The relation between cosmological redshift and scale factor for photons
Shuxun Tian

TL;DR
This paper proposes a modified relation between cosmological redshift and scale factor to address the cosmological constant problem and explain late-time cosmic acceleration, with testable predictions via supernovae, gravitational waves, and the Sandage--Loeb effect.
Contribution
It introduces a novel model altering the redshift-scale factor relation to solve the cosmological constant problem and account for cosmic acceleration.
Findings
Model can potentially explain late-time acceleration without cosmological constant
Proposes three feasible tests: supernova time dilation, gravitational wave counterparts, Sandage--Loeb effect
Test methods are currently feasible or soon will be
Abstract
The cosmological constant problem has become one of the most important ones in modern cosmology.

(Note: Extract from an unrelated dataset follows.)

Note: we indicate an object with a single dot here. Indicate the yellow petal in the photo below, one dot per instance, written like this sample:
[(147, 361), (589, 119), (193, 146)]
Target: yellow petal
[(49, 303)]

In this paper, we try to construct a model that can avoid the cosmological constant problem and have the potential to explain the apparent late-time accelerating expansion of the universe in both luminosity distance and angular diameter distance measurement channels. In our model, the core is to modify the relation between cosmological redshift and scale factor for photons. We point out three ways to test our hypothesis: the supernova time dilation; the gravitational waves and its electromagnetic counterparts emitted by the binary neutron star systems; and the Sandage--Loeb effect. All of this method is feasible now or in the near future.